Consistent with prior research showing that PPP is more conservative than nominal error rates (Gelman et al., 1996; Levy, 2011), the Type I error rate is near zero in almost every condition, much lower than nominal levels using any of the three rejection criteria. However, power rarely exceeds 80% (a commonly preferred minimum) unless the neglected parameter is quite large or the prior variance is quite small (or both). Depending on the rejection criterion, power exceeds 80% when N > 200–300 when using the most restrictive priors. This suggests that with sufficient sample size, researchers could only be confident about detecting misfit by specifying priors so informative that their 95% confidence limits are approximately ±0.01—so strongly informative that the model bears little practical distinction from one in which no informative priors are specified for cross-loadings. Using more realistic informative priors with 95% confidence limits approximately ±0.1, power only exceeded 80% for the most severe level of misspecification (λ32 = 0.7). Perhaps most noteworthy, power was close to zero to detect severe misspecification (λ32 = 0.5) at any N when using Muthén and Asparouhov’s (2012) suggested priors (95% confidence limits approximately ±0.2).
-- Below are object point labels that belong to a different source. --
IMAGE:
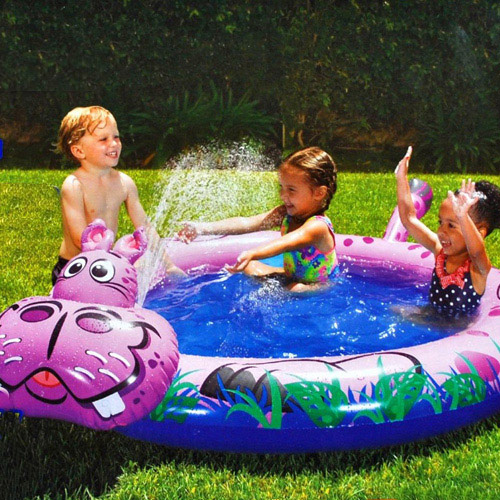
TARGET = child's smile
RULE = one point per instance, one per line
(298, 196)
(102, 147)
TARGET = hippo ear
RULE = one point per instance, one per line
(96, 236)
(132, 246)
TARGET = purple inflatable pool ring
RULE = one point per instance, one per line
(88, 354)
(331, 403)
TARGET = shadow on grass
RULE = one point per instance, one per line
(60, 460)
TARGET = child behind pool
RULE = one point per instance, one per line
(95, 190)
(308, 181)
(466, 217)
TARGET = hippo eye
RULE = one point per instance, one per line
(102, 271)
(75, 267)
(36, 314)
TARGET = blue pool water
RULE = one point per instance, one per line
(233, 315)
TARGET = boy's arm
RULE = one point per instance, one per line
(309, 234)
(407, 213)
(233, 225)
(73, 210)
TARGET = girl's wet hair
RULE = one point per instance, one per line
(487, 208)
(76, 123)
(319, 167)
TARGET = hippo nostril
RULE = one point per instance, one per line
(94, 323)
(55, 335)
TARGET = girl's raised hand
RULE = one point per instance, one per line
(402, 168)
(465, 199)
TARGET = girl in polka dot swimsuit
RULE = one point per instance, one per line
(466, 217)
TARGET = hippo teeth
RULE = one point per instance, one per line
(110, 405)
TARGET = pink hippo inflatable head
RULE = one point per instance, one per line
(101, 275)
(86, 354)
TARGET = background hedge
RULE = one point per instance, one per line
(340, 74)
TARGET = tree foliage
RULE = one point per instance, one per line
(330, 71)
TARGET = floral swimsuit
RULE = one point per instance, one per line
(309, 265)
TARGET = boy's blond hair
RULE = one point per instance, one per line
(76, 123)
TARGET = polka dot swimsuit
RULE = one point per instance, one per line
(453, 300)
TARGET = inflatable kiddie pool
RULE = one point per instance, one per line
(89, 355)
(332, 403)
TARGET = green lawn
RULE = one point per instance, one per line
(48, 459)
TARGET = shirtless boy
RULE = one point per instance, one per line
(89, 137)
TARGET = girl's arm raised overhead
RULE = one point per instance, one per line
(233, 225)
(473, 235)
(407, 213)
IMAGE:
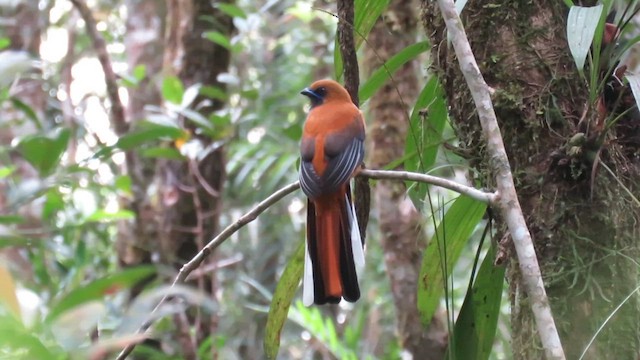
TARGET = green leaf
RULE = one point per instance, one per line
(427, 122)
(381, 75)
(139, 72)
(4, 42)
(172, 89)
(218, 38)
(581, 27)
(476, 325)
(11, 219)
(231, 10)
(281, 302)
(123, 183)
(52, 204)
(450, 237)
(634, 83)
(14, 338)
(98, 289)
(366, 13)
(43, 152)
(6, 171)
(103, 215)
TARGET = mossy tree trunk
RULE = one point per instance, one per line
(584, 225)
(400, 223)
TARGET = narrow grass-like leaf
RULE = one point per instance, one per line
(381, 75)
(281, 302)
(476, 325)
(581, 27)
(450, 238)
(97, 289)
(366, 13)
(428, 120)
(634, 83)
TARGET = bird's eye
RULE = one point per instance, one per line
(321, 91)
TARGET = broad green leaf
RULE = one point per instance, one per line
(281, 302)
(218, 38)
(139, 72)
(450, 238)
(366, 13)
(11, 219)
(427, 122)
(102, 215)
(4, 42)
(231, 10)
(476, 325)
(6, 171)
(123, 183)
(52, 204)
(581, 27)
(16, 340)
(381, 75)
(98, 289)
(43, 152)
(172, 89)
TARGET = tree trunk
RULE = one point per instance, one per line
(143, 41)
(192, 188)
(584, 228)
(400, 224)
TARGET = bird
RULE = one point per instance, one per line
(331, 152)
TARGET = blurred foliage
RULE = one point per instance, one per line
(62, 186)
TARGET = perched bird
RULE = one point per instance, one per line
(332, 150)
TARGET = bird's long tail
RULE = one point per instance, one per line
(334, 250)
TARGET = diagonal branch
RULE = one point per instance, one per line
(508, 201)
(250, 216)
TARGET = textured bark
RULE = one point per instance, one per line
(143, 41)
(191, 189)
(584, 235)
(402, 236)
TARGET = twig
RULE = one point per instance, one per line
(347, 43)
(193, 264)
(485, 197)
(508, 200)
(117, 110)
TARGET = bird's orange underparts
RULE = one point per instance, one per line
(332, 150)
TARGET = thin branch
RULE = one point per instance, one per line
(485, 197)
(508, 201)
(117, 110)
(250, 216)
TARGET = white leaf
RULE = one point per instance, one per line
(581, 27)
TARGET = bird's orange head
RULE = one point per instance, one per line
(325, 91)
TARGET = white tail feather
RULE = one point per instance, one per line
(307, 279)
(356, 240)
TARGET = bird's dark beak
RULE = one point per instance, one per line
(310, 94)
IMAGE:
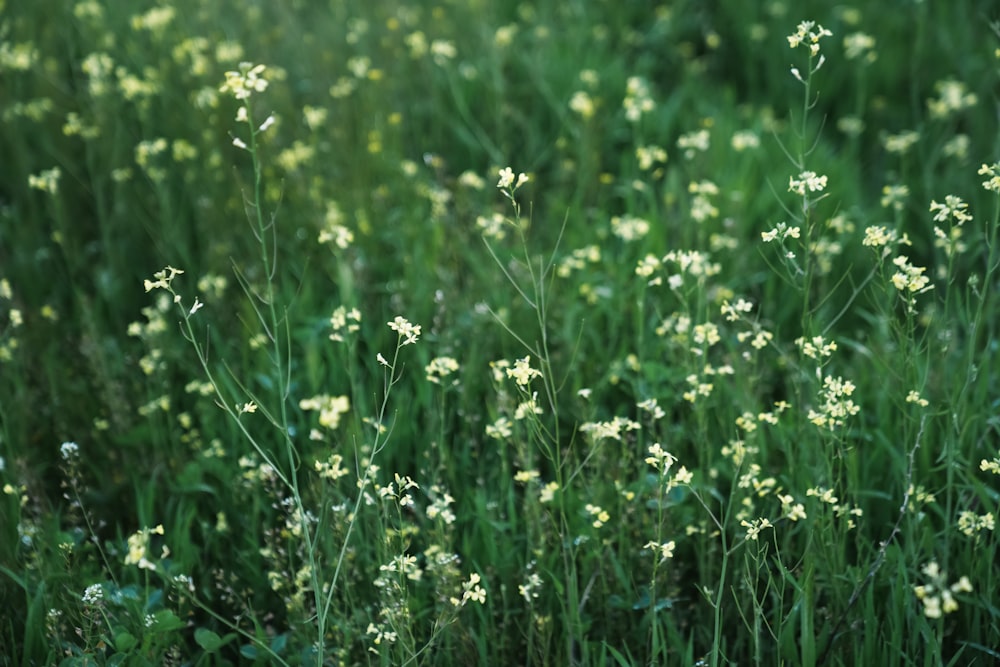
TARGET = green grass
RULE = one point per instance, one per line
(664, 405)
Similar results were found for categorical data (see Figs. A9–A16), although power was even lower when data with fewer categories were analyzed as ordinal (e.g., power remained nearly zero in all binary conditions; see Fig. A9).

3 Discussion

The assessment of fit and detection of misspecification in SEM is no less important in a Bayesian context than in a traditional frequentist paradigm, but tools currently available in BSEM are few, and their behavior is largely unknown. In the conditions we investigated, PPP lacks power unless N > 200–300, misspecification is severe, and priors for nontarget parameters are highly (even unrealistically) restrictive. This implies that informative priors for nontarget parameters should be chosen very carefully. Asparouhov, Muthén, and Morin (2015) suggested a data-driven sensitivity analysis to choose priors that balanced detecting substantial misfit and allowing negligible misfit. More recently, Cain and Zhang (in press) found larger Type I error rates with simulated 3-factor models than we did with 2-factor models, and they recommended different PPP criteria for models with different numbers of indicators. This calls into question whether any uniform cutoffs can be expected to perform consistently across conditions with different data and model characteristics. Because power to detect substantial misspecification only appears adequate when priors are so restrictive that they are nearly equivalent to fixing the nontarget parameters to zero, we suggest researchers simply evaluate global fit without priors for nontarget parameters, then search for neglected parameters only if PPP indicates poor fit. But because even minor misspecification can be detected with great power in asymptotically large samples (Hoofs, van de Schoot, Jansen, & Kant, 2018), the development of complementary fit indices for evaluating BSEMs (similar to those used in SEM) would be a welcome and useful addition to the researcher’s toolbox. The BRMSEA (Hoofs et al., 2018) is the first such attempt, and it appears promising, but further development is needed.